In evaluating Plaintiffs' claims, Judge John E. Sprizzo (S.D.N.Y.) held that “it is indisputable that there can be no omission where the allegedly omitted facts are disclosed,” as “defendants disclosed in the proxy the limitations on the use of the synthetic fuel credits which were imposed by the Internal Revenue Code.” “Although the proxy did not mention the AMT by name, it directed investors to the relevant Internal Revenue Code provisions, and it indicated that synthetic fuel credits that could not be used in a given year would be carried over to future years as part of defendants' minimum tax credit.”
Second, the court found that “even if this disclosure was deemed inadequate, the information allegedly omitted here is not of the type which defendants had a duty to disclose,” as it is a “publicly known” “generally applicable tax provision that applies to all corporations.” Finally, the court held that “even if it is assumed that defendants should have disclosed the existence of the AMT, it is simply not the case that the omission of this information made statements that were disclosed materially misleading.”
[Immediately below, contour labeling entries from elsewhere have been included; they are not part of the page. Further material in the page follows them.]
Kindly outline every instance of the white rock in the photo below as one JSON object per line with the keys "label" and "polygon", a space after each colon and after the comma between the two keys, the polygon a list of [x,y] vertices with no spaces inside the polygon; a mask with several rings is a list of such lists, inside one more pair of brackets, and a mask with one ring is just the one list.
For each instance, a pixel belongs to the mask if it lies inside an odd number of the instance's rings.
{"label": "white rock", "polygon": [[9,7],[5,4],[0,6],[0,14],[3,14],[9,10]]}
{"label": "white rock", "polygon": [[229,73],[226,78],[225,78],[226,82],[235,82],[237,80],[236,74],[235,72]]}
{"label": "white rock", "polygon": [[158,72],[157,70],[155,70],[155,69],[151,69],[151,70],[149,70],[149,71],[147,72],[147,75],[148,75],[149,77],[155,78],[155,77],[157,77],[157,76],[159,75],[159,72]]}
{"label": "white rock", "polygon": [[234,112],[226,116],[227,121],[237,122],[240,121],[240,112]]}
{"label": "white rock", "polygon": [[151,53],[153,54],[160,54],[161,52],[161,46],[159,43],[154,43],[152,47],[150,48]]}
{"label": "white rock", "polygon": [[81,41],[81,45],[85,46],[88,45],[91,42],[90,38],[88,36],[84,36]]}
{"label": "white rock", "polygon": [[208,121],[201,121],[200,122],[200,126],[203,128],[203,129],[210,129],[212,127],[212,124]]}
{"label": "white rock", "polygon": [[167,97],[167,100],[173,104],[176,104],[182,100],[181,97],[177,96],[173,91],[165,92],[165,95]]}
The court capped things off by dismissing the case with prejudice (thereby denying plaintiffs any chance to amend their complaint), but finding all parties had met their Rule 11(b) obligations regarding bringing claims in good faith.
You can read the decision at 371 F. Supp. 2d 548.
Nugget: “The federal securities laws simply do not require the excruciatingly lengthy and complicated disclosure that would result if every indicia of the modern regulatory state needed to be compiled, catalogued, and explained to potential investors.”